Transfer learning makes sense when you have a lot of data for the problem you’re transferring from and usually relatively less data for the problem you’re transferring to.

The first example:

if there are 1,000,000 cat images ($X_{pre-training}$), and 100 radiology images ($X_{new\_task}$).

The Second example:

if there are 10,000 hr of speech recognition ($X_{pre-training}$), and 1 hr wakeword ($X_{new\_task}$).

Principal

Transfer from A to B

• Task A and B have the same input x. (first example had images as input)
• $m_{\text{Task A}}\ggg m_{\text{Task B}}$ .
• Low level features from A could be helpful for learning B.

Additional Notes on Transfer learning

Example:

Suppose we are building a model to identify your pets. We have three calss 1) Tigger, 2) Misty, and 3)Neither. We don’t have a lot of pictures to train a model.

What do we do if you have a small set of your own data?

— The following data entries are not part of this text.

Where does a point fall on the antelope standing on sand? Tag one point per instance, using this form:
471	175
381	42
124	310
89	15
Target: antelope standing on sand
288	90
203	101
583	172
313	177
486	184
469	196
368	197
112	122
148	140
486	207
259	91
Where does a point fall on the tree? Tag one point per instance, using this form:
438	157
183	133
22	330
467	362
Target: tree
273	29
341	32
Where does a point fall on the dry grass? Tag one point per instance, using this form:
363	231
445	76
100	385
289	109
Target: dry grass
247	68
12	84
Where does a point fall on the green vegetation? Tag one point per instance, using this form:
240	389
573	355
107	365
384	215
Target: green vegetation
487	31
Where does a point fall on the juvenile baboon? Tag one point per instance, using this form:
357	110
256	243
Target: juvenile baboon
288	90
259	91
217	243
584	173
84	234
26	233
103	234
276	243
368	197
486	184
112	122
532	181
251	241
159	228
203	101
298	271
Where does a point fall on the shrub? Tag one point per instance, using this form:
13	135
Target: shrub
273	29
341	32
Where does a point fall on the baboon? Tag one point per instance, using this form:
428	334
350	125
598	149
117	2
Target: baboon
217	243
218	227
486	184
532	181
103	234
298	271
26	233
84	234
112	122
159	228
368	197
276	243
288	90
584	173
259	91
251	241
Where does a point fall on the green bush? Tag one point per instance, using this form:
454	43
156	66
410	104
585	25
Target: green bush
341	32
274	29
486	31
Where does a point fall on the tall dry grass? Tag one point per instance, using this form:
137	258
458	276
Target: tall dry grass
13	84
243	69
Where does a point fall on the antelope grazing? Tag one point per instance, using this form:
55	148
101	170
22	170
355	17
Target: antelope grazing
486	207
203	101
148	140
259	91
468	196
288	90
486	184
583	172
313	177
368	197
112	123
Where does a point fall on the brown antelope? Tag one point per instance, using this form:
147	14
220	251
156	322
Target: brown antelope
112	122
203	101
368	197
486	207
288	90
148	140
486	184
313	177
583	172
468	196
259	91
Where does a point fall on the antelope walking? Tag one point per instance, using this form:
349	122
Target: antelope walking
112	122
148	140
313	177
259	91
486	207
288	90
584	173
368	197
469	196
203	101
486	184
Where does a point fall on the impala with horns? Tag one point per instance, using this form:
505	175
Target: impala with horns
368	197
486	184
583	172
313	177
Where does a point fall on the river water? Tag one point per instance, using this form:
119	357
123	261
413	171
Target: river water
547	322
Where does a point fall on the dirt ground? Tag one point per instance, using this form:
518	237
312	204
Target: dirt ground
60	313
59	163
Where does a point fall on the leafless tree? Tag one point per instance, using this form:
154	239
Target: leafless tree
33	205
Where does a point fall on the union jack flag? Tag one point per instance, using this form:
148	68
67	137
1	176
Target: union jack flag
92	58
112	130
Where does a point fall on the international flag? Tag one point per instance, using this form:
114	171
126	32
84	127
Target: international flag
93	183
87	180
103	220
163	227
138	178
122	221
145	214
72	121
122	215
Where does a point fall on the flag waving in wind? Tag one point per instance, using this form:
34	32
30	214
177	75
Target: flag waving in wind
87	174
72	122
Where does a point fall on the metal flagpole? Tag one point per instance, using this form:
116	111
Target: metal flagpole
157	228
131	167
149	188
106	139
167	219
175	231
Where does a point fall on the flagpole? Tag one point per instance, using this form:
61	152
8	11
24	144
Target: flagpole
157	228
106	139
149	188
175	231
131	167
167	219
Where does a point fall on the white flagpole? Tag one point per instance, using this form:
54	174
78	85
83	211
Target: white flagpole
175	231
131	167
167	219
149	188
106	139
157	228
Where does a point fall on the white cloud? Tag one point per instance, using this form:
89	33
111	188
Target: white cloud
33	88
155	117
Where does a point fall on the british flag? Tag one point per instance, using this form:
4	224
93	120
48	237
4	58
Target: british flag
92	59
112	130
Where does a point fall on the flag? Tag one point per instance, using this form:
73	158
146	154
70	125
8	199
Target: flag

1. Start from open source neural network (download code and weights)
2. Drop the softmax layer and create your own softmax classifier

SOme of open source nn have parameters like trainableparameter=0, freeze=1 where you can specify to train parameters at a particular layer.

In the above example, we could train the last layer (softmax) and freeze the rest.

To speed up the process, we could run the frozen components of the NN, and save the feature vectors of the last layer before softmax into a disk, then train a sharrow network.

What do we do if you have a large set of your own data?

Reduce the number of layers to freeze.